NYC Prep: You Don't Know How It Feels to Be Me
Well, great TV spirits be thanked/damned, it finally arrived. NYC Prep! The show about Real Life rich kids who are real life Girls who sometimes Gossip. Even the two boys, Sebastian and PC, are Girls. Who Gossip. Let's talk.
It's hard to recap a first episode, because we're just meeting all the youngsters—getting to know their peculiar BO stink, the weird way their tight little faces try to make facial expressions, their cockly eyes, their billowing girl-magnet manes. One thing we can be certain of, one constant like the Pole Star, is that teenagers fucking suck. Teenagers are horrible creatures whom nobody likes and who like nobody. Well, OK, that's not exactly true. Teenagers like each other in fits and starts, sweaty lusting and sad desperate clawing towards one another, the kind of thing that makes you glad that, even though you are feeling old and cancerous and haven't left the house for two days, you escaped that age. That you busted out and figured out other people at least somewhat, at least halfway, and so nothing is as fraught as it once was. Nothing is as exciting, either, but that's the compromise of growing up.
Anyway.
We met these kids in media res. PC the urban dandy and his trusty and loveless assistant Jessi met to discuss things like boys and girls and dating and loving each other.
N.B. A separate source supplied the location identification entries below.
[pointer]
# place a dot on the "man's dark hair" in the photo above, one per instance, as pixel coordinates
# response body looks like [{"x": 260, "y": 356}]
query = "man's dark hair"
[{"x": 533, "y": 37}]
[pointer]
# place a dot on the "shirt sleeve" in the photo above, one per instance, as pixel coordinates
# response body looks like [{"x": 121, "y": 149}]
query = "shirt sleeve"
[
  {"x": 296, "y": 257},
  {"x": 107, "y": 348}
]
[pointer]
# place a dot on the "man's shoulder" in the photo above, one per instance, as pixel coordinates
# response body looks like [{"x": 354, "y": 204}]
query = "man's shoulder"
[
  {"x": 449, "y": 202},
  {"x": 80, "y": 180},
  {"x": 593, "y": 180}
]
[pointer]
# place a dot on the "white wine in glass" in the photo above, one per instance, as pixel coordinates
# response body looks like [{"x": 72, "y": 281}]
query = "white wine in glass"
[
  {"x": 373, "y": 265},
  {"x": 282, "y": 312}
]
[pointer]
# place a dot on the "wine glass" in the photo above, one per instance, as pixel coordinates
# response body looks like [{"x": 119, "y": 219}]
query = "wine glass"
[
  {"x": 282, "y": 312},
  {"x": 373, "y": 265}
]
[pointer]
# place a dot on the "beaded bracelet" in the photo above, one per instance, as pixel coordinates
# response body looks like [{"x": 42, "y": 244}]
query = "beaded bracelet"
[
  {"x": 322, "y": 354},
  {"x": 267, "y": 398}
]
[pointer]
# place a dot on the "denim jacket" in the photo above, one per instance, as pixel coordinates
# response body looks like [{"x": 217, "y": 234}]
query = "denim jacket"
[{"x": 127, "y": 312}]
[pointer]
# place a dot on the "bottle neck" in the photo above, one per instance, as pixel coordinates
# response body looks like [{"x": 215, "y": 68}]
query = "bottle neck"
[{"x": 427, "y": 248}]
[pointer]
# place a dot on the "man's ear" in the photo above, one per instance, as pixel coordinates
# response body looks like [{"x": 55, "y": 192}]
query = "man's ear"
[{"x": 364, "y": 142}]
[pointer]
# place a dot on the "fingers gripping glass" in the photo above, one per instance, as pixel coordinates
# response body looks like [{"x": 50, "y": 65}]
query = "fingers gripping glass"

This was supposed to establish their rapport as friendly but sharp, with PC as the witty-but-mean dilettante and Jessi as the hardened New York fashion lover with a tiny pinhole prick in her heart for this dark, caustic Oscar Wilde. But mostly we saw a young boy trying very, very hard. Every little cock of the head and withering smile so practiced and childish, his face and limbs still lanky with baby fat, everything squirming in those trussed-up fashion garments. And Jessi was just sad for PC, sad in love, sad in loss. She looked at him as best she could and she knew he was gone, but it didn't matter, dear Diary. It will never matter, never ever. She'll always keep chasing.
The pair discussed going to some sort of fashion-art event and they both agreed it would be good to be there, to network as 18-year-olds, to make a go of it. Deep inside Jessi thought And to kiss! To hug and kiss and let the rest of the world fall away! Oh, just once! But she buried it down and talked to the camera about fashion. It is very important to her. Clothes are like her children. And, in the future, her children will be like clothes: boring after a few years.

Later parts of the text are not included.